Despite the desperate need for companies harmed by the Deepwater Horizon explosion and resulting oil spill to receive remuneration, the financial fight over which companies will pay for the Gulf Spill mess lingers.
Cleaning up the spill, the largest in United States history, is expected to cost about $42 billion, and the finger pointing is worthy of a sum that large.
In its latest move, London-based BP has asked a court to force its cement contractor, Halliburton, to help pay its share, claiming that Halliburton provided shoddy workmanship in capping the well with cement prior to the blowout.
Not surprisingly, Halliburton attorneys responded by reminding BP of a contract between the two companies that limits Halliburton’s liability against possible cleanup costs.
The “he did, she did” antics began almost immediately after the Deepwater Horizon rig exploded in April 2010, and continue today, with hearings set to begin in New Orleans federal court Feb. 27.
A federal report released last fall clearly placed the blame for the blowout on several companies, including BP, which owned the well; Halliburton, for failing in its effort to divert portions of the well with cement; Transocean, which owned the rig; and Cameron International, which manufactured the blowout preventer.

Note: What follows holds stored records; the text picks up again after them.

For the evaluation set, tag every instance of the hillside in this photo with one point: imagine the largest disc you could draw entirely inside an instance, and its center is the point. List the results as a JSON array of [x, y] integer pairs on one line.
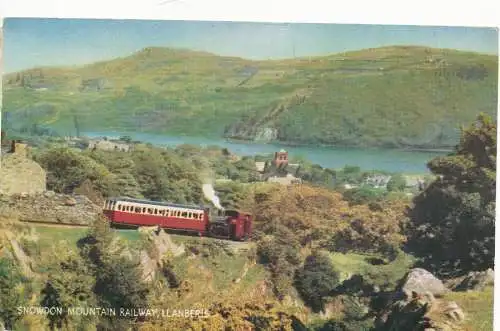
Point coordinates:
[[390, 97]]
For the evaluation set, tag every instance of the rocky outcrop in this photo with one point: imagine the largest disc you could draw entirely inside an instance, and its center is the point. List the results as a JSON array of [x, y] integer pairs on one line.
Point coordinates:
[[50, 207], [19, 174], [160, 245], [422, 312], [417, 305], [422, 281]]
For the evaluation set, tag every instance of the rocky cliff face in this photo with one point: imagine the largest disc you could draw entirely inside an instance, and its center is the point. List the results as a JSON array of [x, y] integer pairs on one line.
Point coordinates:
[[50, 207], [20, 175]]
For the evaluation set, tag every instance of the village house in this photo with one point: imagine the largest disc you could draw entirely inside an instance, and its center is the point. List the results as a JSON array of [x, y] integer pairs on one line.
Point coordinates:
[[108, 145], [278, 170]]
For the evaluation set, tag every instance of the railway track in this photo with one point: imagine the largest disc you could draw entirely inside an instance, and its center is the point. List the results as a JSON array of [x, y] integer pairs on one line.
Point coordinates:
[[55, 225]]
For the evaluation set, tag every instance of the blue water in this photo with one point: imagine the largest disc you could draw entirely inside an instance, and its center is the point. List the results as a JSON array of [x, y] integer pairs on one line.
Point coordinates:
[[329, 157]]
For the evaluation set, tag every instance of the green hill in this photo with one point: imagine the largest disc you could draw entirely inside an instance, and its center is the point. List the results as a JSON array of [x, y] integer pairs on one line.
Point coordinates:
[[391, 96]]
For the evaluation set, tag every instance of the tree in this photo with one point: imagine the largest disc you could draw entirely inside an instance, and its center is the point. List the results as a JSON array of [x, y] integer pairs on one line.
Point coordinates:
[[118, 277], [452, 225], [316, 280], [69, 285]]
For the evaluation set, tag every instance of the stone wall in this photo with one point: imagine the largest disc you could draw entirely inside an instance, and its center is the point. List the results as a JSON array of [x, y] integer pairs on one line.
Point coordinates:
[[50, 207]]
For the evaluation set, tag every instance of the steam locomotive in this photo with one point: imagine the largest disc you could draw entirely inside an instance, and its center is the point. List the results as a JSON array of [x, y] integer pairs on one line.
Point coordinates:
[[224, 224]]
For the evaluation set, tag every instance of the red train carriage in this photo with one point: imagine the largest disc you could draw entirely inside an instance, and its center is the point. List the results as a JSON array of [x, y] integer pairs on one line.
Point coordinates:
[[228, 224]]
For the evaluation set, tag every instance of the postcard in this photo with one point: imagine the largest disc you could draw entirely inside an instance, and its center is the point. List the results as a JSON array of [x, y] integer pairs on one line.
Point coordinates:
[[209, 175]]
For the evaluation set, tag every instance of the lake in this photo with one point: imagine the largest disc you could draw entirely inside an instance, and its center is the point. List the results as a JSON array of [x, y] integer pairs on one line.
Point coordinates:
[[329, 157]]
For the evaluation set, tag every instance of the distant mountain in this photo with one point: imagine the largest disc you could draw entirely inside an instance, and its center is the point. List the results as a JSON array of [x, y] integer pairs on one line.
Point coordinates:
[[401, 96]]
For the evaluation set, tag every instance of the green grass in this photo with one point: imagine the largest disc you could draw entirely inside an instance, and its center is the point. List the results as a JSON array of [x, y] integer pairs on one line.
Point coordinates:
[[349, 100], [47, 236], [478, 307], [385, 276]]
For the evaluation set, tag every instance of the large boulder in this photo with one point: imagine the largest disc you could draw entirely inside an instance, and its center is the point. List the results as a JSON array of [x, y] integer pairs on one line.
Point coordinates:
[[422, 281], [160, 245]]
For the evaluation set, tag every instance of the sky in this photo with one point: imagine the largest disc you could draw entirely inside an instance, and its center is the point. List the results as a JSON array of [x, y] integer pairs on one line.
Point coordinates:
[[30, 42]]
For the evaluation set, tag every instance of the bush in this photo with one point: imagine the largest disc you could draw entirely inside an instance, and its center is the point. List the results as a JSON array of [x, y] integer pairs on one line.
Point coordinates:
[[316, 280], [396, 183]]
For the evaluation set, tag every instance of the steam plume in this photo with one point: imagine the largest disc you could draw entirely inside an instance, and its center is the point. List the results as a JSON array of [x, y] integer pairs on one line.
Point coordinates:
[[210, 194]]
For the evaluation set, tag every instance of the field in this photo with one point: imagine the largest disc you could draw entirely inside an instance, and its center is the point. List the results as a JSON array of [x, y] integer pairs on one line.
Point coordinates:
[[386, 97]]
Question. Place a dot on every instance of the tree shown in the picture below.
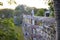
(40, 12)
(7, 13)
(57, 14)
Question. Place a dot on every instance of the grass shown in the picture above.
(20, 33)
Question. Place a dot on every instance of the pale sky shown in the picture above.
(31, 3)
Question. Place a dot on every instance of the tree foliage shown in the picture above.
(6, 12)
(50, 3)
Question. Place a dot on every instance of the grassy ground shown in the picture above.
(20, 33)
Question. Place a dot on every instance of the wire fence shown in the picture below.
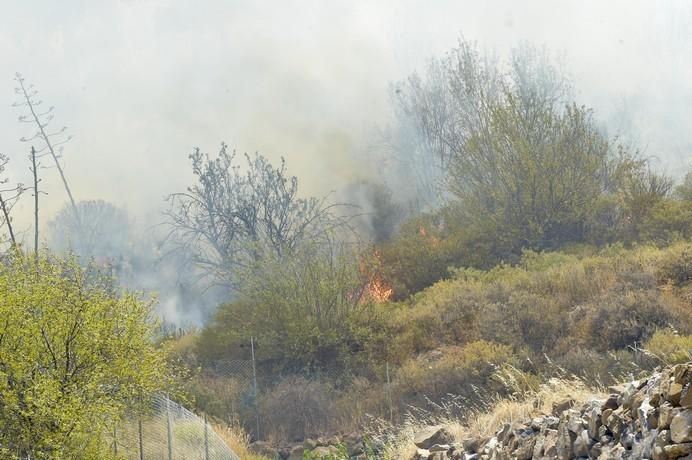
(170, 432)
(268, 403)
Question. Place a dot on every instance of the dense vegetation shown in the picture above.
(536, 246)
(74, 358)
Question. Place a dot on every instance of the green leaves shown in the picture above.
(73, 357)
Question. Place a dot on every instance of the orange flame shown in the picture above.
(376, 289)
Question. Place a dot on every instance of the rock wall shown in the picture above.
(647, 419)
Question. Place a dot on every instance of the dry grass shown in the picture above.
(237, 440)
(510, 410)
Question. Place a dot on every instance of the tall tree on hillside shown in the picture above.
(52, 141)
(230, 218)
(525, 165)
(8, 198)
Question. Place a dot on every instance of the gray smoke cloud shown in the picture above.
(141, 82)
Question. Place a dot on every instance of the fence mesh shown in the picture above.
(170, 432)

Yet deciding responsibility did not lead to a smooth financial resolution.
The court is expected to decide which party will compensate those affected by the spill and which companies should be held liable for the explosion that killed 11 workers and unleashed 4 million barrels of oil into the Gulf.
In the meantime the responsible companies face billions of dollars more in Clean Water Act fines and civil claims, but the injured companies and residents face an even longer wait.